If Daphne was shocked at the idea of venturing to such a notorious quarter at that hour of the night, she didn’t show it. She was probably thinking, as Willow was, that neither she nor her friend had much right, or reason, to be worrying about propriety.
There were lights in the downstairs windows of Dove’s two-story house, and Willow and Daphne felt hope as they sprang out of the buggy and bolted up the walk and onto the porch, side by side.
Daphne rang the bell, since Willow was overcome by a residual bout of the trembles, and when Dove opened the door, something very much like alarm leaped in the depths of her eyes.
“Is my father here?” Willow asked, with as much decorum as she could muster.
Dove stiffened. She was wearing a dressing gown, and her lush blond hair, usually so elaborately curled and coiffed, looked unkempt. “No, no, Devlin isn’t around tonight.”
Something quivered in the pit of Willow’s stomach; she felt the same basic, instinctive fear she had known during her struggle with Zachary. “Dove, is-is something wrong?”
“No!” Dove cried quickly, her eyes darting to the road and back again, as though to warn her callers away. “Now please leave; this is such an intrusion, and I’m tired.”
Both Daphne and Willow stood stock still, staring at her. Both regretted the indulgence, only moments later, when Dove was suddenly flung backward out of th
e doorway, and Vancel Tudd loomed in the opening. With a quickness Willow wouldn’t have believed possible, given his size, he caught each of Dove’s visitors by one wrist and hauled them inside, kicking the door shut behind him.
“How dare you!” cried Daphne.
“Where is my father?” demanded Willow simultaneously. “Have you hurt him?”
Tudd let go of his captives, chewing on something. He smirked at Willow and then gestured toward Dove’s satin-upholstered sofa. “Sit down,” he commanded.
Daphne and Willow exchanged a look and then sat. It would be fruitless, they had silently agreed, to try to reach the door and escape. Tudd would have shot one or both of them before they crossed the small porch.
Standing behind the sofa, Dove said gently, “Your papa is all right, Willow.

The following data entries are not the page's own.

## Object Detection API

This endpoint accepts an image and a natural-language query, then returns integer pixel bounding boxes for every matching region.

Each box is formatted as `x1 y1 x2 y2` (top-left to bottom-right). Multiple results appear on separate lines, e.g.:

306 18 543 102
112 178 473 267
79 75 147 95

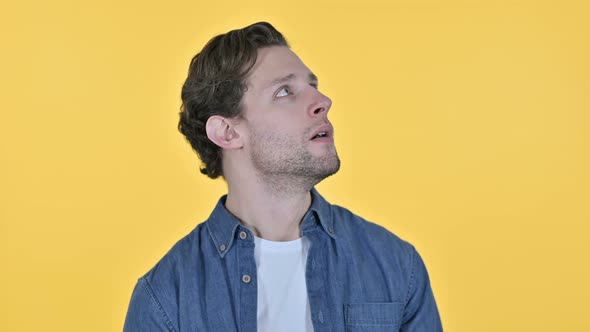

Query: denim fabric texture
124 189 442 332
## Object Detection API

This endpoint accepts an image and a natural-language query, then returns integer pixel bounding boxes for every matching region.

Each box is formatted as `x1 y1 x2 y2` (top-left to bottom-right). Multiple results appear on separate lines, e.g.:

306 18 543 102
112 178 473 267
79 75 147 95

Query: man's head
179 22 340 188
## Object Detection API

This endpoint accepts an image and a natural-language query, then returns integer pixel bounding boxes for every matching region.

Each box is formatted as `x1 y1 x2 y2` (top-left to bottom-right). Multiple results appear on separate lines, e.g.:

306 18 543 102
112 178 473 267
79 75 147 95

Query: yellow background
0 0 590 332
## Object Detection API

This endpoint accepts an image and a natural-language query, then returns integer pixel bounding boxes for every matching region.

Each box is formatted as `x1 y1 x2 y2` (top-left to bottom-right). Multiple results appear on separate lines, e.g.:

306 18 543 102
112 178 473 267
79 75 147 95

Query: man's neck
225 179 311 241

Thank God, he hasn’t been here tonight.”
“Shut up!” yelled Vancel Tudd, glaring over Daphne’s and Willow’s heads to Dove.
Prudently, Dove obeyed, and there was a silence filled with fear and the cloying stench of Tudd’s unwashed body.
“What do you want with us?” Daphne finally asked, her chin at a defiant angle.
Tudd was pacing back and forth, making the smell worse.
“Don’t be a ninny, Daphne,” Willow replied, “he wants Steven.”
Tudd paused, favoring Willow with a lingering once-over and another smirk. “Now that’s right smart thinkin’, little lady.”
“How did you find out you killed the wrong man?” demanded Willow.
“I had my suspicions almost from the first,” Tudd answered airily, rocking slightly on the worn heels of his boots. Filthy and self-satisfied, he dragged greedy eyes over Willow once more before going on. “Then I happened to be in Lot Houghton’s office the afternoon when he came back from the telegraph office with a judge’s order to have the body in Gallagher’s grave dug up. He said he’d bet we’d find Silas Blanchard in that coffin, not your brother, and I figure he’s right.” Tudd was pacing again, rubbing his stubbly chin with one hand. “The bounty on Blanchard is respectable,” he reflected, “but it sure as hell don’t come near what’s offered for your big brother.”